In Which We Are Not Having Fun

Arduino Day was pretty successful. Unfortunately, everything is broken.

Hey everyone.

As you might know, we had a pretty good sale on a bunch Arduino products on Saturday.

Well, it turns out it may have been too good. We smashed our previous record for orders in a day, set on last year's Cyber Monday. Back then the high water mark was around 4,000 orders, and on Saturday we saw almost 8,000 orders flood into the system.

-> What the previous record for orders in a day looked like
What the previous record for orders in a day looked like <-

It's also worth noting that we've made some pretty big changes to our database in the past few months - most notably moving from MySQL to PostgreSQL.

The issue we're seeing today has to do with how we know how much of a given product is available. Availability of a product is a loose term and has to take into account how many physical units of that product we have but also how much of those units are spoken for on active orders. Active is also a pretty loose term for an order that hasn't shipped.

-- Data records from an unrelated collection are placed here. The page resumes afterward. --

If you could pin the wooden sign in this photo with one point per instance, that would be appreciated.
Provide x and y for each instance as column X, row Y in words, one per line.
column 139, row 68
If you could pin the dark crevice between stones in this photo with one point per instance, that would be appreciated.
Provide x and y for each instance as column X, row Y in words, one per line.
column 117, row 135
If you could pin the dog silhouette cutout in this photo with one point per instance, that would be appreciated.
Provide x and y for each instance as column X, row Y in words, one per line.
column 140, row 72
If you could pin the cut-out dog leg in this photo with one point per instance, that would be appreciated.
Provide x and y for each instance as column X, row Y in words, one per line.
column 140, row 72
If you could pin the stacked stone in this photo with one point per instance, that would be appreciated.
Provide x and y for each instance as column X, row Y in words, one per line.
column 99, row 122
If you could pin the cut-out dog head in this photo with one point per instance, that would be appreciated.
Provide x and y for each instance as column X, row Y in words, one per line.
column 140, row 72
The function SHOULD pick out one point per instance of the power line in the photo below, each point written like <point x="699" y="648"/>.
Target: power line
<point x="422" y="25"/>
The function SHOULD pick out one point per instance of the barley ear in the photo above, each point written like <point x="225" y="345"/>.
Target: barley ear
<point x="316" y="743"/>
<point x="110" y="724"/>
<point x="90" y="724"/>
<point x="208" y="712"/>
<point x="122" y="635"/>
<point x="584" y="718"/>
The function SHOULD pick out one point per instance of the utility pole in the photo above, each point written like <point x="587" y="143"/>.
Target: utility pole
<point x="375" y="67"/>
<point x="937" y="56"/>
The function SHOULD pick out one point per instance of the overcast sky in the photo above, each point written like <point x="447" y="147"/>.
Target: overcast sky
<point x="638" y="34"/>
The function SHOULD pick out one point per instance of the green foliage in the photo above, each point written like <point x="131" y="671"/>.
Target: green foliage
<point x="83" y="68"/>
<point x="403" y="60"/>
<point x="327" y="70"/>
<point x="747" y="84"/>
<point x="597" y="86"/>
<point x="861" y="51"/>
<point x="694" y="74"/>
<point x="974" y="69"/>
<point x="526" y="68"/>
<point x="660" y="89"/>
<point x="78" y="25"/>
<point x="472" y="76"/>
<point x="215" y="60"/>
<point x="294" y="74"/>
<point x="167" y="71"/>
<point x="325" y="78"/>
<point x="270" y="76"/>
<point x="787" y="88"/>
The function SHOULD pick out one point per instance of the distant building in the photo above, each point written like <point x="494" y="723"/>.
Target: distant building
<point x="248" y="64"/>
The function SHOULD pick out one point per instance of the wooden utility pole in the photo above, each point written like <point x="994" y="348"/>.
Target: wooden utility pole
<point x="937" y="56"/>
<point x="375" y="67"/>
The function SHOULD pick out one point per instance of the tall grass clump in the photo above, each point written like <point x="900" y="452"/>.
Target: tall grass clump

All of these terms are necessarily loose to accommodate all of the edge cases common to volumes we regularly see.

We were pumped about the move to PostgreSQL for many features afforded, but primarily materialized views. Building such things to keep track of available stock values really sped things up!

Until this weekend. Apparently having an order of magnitude more active orders in the system makes refreshes on our materialized view for stock take a long time, and this has led to timeouts with heavily diversified orders. So far today it's been a long haul of optimization attempts to make things hum along normally again. We're still hammering away. It's a technical problem in a big system, so there's no such thing as a quick fix.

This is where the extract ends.